# Lab: Finding Similar Items
Data Mining 2019/2020 <br> 
Author: Data Mining Teaching Team

**WHAT** This *optional* lab consists of several programming and insight exercises/questions. 
These exercises are ment to let you practice with the theory covered in: [Chapter 3][2] from "Mining of Massive Datasets" by J. Leskovec, A. Rajaraman, J. D. Ullman. <br>

**WHY** Practicing, both through programming and answering the insight questions, aims at deepening your knowledge and preparing you for the exam. <br>

**HOW** Follow the exercises in this notebook either on your own or with a friend. Talk to other students or use mattermost
to disscus questions with your peers. For additional questions and feedback please consult the TA's at the assigned lab session. The answers to these exercises will not be provided.

[1]: https://mattermost.ewi.tudelft.nl/signup_user_complete/?id=ccffzw3cdjrkxkksq79qbxww7a
[2]: http://infolab.stanford.edu/~ullman/mmds/ch3.pdf

**SUMMARY** <br>
In these exercises, you will create algorithms for finding similar items in a dataset. 
* Exercise 1: Shingles    
* Exercise 2: MinHasing
* Exercise 3: Locality Sensitive Hashing


## Exercise 1: Shingles

### Step 1: implement shingleString

First we will implement the shingleString function. This function takes as argument a string and the size parameter k, cuts  the string up in shingles of size k, and returns the a set of shingles. 

For example, if the input string is: "abcdabd" the resulting string ShingleSet, with a k of 2 should be: {"ab", "bc", "cd", "da", "bd"}

Implement this function and verify that it works as intended.

In [None]:
def shingleString(string, k):
    """
    This function takes as argument some string and cuts it up in shingles of size k.
    input ("abcdabd", 2) -> {'ab', 'bc', 'cd', 'da', 'bd'}
    :param string: The input string
    :param k: The size of the shingles
    :return: A Set of Shingles with size k
    """    
    shingles = set()
    
    # Start coding here!
    
    return shingles

shingleString("abcdabd", 2)

### Question 

What would be the output of the ShingleSet with k set to 4? Will the size of the ShingleSet increase of decrease? 
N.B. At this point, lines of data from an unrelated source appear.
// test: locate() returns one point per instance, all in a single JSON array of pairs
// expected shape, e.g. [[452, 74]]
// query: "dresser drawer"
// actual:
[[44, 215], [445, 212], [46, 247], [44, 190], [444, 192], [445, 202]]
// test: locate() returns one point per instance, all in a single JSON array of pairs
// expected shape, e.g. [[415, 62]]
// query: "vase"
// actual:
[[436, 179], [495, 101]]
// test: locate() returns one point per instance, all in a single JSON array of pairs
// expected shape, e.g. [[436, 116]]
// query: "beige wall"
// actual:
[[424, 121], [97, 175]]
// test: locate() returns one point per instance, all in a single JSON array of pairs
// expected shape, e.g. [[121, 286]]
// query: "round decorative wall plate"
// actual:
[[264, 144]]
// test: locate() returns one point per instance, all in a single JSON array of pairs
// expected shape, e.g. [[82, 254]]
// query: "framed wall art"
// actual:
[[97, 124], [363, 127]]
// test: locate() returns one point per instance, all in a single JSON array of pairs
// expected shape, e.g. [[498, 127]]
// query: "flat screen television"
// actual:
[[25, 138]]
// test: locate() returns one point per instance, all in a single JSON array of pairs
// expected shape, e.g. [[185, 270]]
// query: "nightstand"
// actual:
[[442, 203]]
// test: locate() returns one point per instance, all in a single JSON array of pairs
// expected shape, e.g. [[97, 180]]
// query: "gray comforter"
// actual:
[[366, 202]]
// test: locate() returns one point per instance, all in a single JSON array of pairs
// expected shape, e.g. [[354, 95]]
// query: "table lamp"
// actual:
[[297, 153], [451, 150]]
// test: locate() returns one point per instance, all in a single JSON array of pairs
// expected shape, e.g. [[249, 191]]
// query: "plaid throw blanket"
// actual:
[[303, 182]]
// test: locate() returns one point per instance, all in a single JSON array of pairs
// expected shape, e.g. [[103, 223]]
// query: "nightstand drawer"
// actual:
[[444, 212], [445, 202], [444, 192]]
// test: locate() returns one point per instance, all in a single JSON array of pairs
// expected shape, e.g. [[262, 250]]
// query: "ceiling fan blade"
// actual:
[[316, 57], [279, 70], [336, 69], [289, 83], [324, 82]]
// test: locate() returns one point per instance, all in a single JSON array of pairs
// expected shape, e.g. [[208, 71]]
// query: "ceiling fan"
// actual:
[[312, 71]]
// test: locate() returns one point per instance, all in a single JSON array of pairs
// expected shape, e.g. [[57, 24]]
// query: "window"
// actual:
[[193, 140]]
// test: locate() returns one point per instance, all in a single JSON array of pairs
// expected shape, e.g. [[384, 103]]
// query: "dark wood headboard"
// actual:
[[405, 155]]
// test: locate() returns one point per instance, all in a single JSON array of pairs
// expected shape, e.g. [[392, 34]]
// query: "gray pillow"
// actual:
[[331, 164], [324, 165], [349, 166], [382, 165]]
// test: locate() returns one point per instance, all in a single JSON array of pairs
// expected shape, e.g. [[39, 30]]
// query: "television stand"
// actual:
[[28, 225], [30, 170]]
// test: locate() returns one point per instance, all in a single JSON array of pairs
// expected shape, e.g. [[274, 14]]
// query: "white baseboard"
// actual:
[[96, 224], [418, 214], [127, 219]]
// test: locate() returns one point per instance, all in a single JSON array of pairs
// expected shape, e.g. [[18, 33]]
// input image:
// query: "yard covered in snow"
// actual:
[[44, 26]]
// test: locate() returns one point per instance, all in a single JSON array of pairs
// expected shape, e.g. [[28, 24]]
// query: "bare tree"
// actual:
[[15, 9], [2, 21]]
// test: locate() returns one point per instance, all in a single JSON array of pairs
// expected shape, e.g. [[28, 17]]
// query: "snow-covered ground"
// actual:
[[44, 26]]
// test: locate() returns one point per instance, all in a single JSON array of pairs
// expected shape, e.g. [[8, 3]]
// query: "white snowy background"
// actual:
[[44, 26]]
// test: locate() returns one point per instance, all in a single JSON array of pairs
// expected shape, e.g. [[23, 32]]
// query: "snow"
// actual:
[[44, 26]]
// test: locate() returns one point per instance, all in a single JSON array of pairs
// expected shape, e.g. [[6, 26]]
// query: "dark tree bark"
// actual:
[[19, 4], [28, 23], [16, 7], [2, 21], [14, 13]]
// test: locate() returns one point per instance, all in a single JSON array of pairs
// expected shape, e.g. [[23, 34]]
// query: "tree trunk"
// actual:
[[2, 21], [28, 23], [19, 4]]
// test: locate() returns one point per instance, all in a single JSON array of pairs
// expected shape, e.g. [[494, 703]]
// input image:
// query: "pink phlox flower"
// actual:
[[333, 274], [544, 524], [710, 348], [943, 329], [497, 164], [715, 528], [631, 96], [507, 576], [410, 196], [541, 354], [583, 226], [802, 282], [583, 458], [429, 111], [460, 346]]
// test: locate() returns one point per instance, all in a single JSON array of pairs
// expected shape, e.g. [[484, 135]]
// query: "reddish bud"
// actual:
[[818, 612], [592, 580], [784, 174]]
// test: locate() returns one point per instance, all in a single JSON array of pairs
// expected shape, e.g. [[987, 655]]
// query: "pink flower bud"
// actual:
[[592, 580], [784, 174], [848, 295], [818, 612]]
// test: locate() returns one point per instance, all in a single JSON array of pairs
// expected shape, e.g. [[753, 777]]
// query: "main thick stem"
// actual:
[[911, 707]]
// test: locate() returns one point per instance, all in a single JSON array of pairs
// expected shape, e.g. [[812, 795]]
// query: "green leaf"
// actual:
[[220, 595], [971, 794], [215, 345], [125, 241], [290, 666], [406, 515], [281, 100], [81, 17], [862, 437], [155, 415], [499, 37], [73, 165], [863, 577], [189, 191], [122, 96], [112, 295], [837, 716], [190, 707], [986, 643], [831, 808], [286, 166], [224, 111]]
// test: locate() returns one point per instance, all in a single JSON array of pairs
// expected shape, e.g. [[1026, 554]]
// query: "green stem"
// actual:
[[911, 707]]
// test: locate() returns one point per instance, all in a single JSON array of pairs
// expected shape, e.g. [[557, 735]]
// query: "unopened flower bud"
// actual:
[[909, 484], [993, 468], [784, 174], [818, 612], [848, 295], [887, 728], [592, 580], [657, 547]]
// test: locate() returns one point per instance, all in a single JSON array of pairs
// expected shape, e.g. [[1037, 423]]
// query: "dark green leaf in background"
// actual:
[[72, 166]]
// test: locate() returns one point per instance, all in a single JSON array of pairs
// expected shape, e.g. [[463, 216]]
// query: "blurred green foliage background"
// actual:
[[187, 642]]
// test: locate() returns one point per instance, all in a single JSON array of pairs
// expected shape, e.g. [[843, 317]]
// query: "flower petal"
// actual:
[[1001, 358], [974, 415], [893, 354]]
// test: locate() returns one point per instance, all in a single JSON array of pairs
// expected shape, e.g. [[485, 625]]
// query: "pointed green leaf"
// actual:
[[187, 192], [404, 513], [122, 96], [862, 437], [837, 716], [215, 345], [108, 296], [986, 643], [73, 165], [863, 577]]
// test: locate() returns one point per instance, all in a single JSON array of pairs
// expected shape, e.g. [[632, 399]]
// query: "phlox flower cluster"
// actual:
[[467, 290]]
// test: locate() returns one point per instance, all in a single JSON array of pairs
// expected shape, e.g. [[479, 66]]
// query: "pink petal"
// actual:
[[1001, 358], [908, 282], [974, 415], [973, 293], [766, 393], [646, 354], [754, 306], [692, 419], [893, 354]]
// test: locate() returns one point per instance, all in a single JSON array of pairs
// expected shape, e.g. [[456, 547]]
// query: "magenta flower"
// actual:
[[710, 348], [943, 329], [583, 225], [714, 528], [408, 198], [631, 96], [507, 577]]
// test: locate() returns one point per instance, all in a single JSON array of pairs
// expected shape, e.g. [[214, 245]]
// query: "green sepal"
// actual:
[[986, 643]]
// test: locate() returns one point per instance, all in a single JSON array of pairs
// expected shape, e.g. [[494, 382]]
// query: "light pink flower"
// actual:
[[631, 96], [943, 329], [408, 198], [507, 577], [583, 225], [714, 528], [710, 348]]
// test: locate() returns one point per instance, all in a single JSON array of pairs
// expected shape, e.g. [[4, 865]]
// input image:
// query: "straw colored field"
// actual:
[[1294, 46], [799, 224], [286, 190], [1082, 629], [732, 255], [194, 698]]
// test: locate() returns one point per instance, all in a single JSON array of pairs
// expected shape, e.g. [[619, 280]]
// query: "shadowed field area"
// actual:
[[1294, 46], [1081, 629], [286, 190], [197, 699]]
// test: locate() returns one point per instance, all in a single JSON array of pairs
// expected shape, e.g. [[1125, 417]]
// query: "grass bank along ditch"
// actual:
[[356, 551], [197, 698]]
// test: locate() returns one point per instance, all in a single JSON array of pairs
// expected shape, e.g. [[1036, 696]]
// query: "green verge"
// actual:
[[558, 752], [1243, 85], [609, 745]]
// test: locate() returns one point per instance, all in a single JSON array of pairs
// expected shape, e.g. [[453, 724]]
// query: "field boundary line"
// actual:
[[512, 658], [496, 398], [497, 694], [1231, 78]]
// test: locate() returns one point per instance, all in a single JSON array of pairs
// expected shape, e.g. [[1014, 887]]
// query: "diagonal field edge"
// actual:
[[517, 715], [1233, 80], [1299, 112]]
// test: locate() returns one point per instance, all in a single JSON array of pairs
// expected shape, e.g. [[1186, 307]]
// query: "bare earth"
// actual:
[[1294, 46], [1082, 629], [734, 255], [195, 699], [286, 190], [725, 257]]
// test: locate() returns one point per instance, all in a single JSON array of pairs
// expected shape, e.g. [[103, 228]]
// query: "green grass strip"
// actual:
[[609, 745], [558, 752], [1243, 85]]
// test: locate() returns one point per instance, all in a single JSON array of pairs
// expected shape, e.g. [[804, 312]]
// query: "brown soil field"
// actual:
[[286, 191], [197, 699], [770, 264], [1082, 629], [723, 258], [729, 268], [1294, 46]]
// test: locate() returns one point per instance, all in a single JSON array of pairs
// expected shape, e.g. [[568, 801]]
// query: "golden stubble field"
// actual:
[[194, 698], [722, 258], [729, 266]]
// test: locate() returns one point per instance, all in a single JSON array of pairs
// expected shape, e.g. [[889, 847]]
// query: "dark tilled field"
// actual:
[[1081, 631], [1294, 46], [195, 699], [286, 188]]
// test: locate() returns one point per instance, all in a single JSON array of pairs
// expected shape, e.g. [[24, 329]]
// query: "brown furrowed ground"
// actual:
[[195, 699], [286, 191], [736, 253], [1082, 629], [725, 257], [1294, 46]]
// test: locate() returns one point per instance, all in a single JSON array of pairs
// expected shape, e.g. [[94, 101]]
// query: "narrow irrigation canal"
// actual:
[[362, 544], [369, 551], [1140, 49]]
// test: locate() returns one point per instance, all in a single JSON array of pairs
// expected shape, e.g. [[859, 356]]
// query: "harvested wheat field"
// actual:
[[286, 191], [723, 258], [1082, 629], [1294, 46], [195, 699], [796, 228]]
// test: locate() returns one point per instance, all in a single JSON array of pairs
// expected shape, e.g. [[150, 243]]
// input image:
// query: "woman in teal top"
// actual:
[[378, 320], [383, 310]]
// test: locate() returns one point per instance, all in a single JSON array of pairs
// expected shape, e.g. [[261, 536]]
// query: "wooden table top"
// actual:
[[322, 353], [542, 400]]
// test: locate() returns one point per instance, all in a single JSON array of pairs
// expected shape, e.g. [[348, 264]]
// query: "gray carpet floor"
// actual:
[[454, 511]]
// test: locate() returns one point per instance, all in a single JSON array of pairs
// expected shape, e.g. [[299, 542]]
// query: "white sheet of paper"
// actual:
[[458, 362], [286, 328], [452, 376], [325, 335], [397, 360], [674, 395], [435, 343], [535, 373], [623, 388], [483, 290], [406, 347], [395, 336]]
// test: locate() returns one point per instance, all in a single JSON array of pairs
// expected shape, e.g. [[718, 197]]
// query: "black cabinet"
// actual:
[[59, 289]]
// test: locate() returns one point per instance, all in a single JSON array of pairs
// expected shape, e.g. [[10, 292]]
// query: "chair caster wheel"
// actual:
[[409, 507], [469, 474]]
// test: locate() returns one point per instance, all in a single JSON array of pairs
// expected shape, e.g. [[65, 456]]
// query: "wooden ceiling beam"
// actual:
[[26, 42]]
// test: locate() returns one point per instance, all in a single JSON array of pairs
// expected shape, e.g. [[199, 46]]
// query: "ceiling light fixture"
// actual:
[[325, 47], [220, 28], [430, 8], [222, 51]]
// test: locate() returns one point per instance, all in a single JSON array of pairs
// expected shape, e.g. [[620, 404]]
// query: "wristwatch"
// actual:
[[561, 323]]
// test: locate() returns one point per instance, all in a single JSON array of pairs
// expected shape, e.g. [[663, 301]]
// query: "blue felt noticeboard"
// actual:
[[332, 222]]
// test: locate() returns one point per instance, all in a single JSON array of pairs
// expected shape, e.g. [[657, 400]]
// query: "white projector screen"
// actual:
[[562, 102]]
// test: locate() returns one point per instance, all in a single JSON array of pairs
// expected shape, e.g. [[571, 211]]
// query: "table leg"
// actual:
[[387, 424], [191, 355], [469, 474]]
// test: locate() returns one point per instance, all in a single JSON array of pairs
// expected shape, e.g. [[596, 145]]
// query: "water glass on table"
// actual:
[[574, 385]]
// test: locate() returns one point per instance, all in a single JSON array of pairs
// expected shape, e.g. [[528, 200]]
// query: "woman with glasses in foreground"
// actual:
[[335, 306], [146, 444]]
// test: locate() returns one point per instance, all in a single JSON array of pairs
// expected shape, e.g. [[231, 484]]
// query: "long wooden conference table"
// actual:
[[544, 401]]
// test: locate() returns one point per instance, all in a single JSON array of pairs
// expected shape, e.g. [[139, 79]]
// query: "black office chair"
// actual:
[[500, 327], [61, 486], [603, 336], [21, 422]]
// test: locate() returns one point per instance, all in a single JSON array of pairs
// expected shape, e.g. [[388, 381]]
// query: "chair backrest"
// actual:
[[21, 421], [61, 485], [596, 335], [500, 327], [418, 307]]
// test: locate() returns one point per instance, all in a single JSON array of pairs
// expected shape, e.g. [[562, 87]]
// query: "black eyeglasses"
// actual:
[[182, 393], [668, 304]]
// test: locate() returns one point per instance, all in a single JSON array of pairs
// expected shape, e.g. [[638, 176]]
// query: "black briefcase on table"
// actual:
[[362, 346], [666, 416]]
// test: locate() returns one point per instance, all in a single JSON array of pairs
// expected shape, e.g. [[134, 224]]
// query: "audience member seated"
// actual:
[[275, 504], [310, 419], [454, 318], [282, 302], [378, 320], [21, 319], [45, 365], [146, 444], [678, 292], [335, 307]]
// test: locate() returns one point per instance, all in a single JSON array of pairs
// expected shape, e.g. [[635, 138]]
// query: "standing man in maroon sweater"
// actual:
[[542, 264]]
### Step 2: implement JaccardDistance

Next we will be implementing the jaccardDistance function. This function takes as input two sets and computes the distance between them. Remember that the Jaccard distance can be calculated as follows: 

# <center> $d(A, B) = 1 - \frac{| A \cap B|}{|A \cup B|}$ </center>



In [None]:
def jaccardDistance(a, b):
    """
    This function takes as input two sets and computes the distance between them -> 1 - length(intersection)/length(union)
    :param a: The first set
    :param b: The second set to compare
    :return: The (Jaccard) distance between set 'a' and 'b' (0 =< distance =< 1)
    """    
    
    distance = -1.0
    
    # Start coding here!
    
    return distance

jaccardDistance({"ab"}, {"ab"})

### Step 3: apply shingleString and JaccardDistance

Create two separate ShingleSets with k set to 5 (using shingleString from step 1) from the following strings:  

<center> "The plane was ready for touch down"</center> 

<center> "The quarterback scored a touchdown"</center>

Are these sentences very similar? Do you expect that the Jaccard distance between these two sentences will be large or small? <br>
Calculate the Jaccard distance between these two sets using the function implemented in step 2.

In [None]:
s1 = "The plane was ready for touch down"
s2 = "The quarterback scored a touchdown"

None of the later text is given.